Why hear. Does Not Discount
Every day I come to work with one purpose: to help people hear the world more clearly, confidently, and comfortably. Hearing care is deeply personal work. It requires time, skill, and trust — and it deserves honesty. That’s why at hear., we don’t discount, and we don’t offer “free” hearing tests. Not because we’re trying to be different for the sake of it, but because the way hearing care is priced in New Zealand has drifted far away from what is fair, transparent, and respectful to the people who rely on it most. I want to explain why.
1. When a hearing test is “free,” someone pays for it.

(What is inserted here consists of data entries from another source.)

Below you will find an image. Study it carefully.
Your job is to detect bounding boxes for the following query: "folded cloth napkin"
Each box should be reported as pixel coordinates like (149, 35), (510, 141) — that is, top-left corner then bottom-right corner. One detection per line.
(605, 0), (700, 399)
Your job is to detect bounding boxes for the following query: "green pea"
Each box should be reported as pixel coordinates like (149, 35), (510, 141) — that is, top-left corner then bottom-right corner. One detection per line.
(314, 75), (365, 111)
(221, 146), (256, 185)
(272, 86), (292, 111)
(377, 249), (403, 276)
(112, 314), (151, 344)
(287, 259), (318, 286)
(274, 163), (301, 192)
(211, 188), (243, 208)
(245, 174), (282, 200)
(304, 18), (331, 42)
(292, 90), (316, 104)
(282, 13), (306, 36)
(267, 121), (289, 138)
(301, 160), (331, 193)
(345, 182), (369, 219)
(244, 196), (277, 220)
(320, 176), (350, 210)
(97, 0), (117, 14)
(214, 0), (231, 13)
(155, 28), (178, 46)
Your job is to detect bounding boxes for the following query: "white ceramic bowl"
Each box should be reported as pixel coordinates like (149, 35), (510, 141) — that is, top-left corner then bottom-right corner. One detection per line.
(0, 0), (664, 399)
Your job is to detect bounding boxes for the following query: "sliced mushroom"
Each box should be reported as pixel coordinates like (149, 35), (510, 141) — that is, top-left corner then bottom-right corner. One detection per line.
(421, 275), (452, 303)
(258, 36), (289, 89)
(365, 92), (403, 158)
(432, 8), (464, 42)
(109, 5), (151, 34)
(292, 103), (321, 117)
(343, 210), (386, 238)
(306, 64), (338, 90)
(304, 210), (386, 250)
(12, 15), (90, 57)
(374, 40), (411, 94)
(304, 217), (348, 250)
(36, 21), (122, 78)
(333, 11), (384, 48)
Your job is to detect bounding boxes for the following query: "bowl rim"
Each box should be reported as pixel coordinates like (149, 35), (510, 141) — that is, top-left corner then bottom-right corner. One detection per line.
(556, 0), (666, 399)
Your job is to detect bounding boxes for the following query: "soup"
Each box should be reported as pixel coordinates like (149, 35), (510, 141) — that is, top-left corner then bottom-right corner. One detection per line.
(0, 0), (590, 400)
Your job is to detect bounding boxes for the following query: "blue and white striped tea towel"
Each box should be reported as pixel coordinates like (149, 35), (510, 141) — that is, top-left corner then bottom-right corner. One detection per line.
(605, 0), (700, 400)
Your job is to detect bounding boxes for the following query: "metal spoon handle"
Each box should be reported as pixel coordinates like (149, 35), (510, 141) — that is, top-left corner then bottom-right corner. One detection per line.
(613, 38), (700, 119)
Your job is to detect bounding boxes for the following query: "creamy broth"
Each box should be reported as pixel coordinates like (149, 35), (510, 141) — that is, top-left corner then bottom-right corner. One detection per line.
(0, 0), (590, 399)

A hearing assessment takes clinical skill, specialised equipment, and time. When it’s advertised as “free,” the cost doesn’t disappear — it’s simply shifted. The reality is that the people who eventually purchase hearing aids end up paying for every “free” test the clinic has provided throughout the year. The cost is bundled into the price of devices, often without the patient ever realising it. At hear., I believe you should only pay for the service you receive — nothing more, nothing hidden.
2. Free testing undermines the value of the profession.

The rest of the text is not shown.